How to Finance a Car
Financing a car means borrowing the money from a lender to pay for it. The lender will charge interest on the loan, which is a percentage of the loan that you must pay back in addition to the original loan amount. So in the end your paying back the total amount of the loan plus the interest amount.
The Loan Term
The loan term is the amount of time you have to pay back the money. The majority of car loans are paid back with monthly payments. Some people think that when you finance a car, the financing company lends you the money and then you own the car. In reality, the lender is buying the car and letting you use it. The lender technically owns the vehicle and you are agreeing to be responsible for it. You won't have the title to the car until you make your final loan payment. If you miss loan payments, the lender can repossess the car.
Your Credit Score
Your credit score will affect the amount of interest that you will be charged. Lenders use the score to predict how likely you are to pay them back. If your score is low, they'll think you're less likely to repay the loan and charge you more money to cover that risk. You should know what your credit score is and do your best to make sure it's high. If your score is low, paying off old bills and paying all of your bills on time will gradually bring your score up.
0% Interest
Some lenders offer zero-percent interest. In order to get zero-percent financing, you have to agree to a shorter term loan. This means your payments can be much higher. It also means you'll have the loan paid off more quickly.
Applying for the Loan
Don't apply to just one lender, shop around for the best deal. Contact your bank, credit unions, dealers and other lenders to find out what they're offering. This means filling out loan applications. The lender will pull your credit history and credit score and make you a loan offer based on that information.

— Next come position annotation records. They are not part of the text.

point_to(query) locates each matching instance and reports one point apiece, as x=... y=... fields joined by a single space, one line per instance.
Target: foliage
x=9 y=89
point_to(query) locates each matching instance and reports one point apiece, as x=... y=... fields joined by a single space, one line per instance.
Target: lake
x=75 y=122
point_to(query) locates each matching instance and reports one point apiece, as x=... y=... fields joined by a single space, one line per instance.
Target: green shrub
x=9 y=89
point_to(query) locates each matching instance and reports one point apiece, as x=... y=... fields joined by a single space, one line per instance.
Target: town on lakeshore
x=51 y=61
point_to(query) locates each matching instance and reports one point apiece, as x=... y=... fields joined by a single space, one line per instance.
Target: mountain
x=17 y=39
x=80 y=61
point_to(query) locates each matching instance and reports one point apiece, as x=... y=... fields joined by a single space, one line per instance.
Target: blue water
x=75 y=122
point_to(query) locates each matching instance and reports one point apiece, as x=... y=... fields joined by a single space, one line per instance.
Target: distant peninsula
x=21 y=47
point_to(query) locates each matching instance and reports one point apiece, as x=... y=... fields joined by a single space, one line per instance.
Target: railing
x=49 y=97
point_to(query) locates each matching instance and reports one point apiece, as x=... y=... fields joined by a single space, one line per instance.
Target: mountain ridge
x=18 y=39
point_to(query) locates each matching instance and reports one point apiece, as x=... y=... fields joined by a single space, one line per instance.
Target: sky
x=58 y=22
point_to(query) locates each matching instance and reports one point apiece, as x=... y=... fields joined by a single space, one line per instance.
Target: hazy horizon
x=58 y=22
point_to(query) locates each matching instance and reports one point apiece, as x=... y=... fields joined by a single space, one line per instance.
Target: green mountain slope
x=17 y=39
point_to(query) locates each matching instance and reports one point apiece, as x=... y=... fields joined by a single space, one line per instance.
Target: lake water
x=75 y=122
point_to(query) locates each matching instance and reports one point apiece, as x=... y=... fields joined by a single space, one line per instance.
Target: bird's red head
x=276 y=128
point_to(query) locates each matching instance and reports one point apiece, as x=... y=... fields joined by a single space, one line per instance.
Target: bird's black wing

Most car buyers assume that the car dealership always has the best financing deals. That's not always the case. Contact lenders and compare the financing they offer you with the financing the dealer offers you. While you should certainly consider the loan the dealership offers, it's a good idea to have an approved loan application from a bank or credit union when you go to the dealership. That way you'll know if the dealer is offering you a good financing deal, and you'll have an alternative if they're not.
Here are some pros and cons of different lenders:
Dealerships:
Pros:
- Fast and convenient.
- The rates are sometimes competitive.
Cons:
- High pressure.
- The loans are often front-loaded.
Banks and Credit Unions:
Pros:
- Competitive rates.
- Personal service.
- They often provide free life insurance or disability insurance with loans.
- The loans are usually simple interest loans.
Cons:
- Not as fast and convenient as dealership financing.
Online Financial Institutions:
Pros:
- The rates are usually competitive.
- They are quick and easy.
Cons:
- The service isn't as personal.
- There are scams to watch out for.
Home Equity Loans:
Pros:
- You can deduct some of the interest from your taxes.
Cons:
- You're tying your car to your home.
Borrowing From a Friend or Relative:
Pros:
- More flexible and easy.
- Your credit rating won't matter.
Cons:
- It could jeopardize the relationship if it doesn't work out.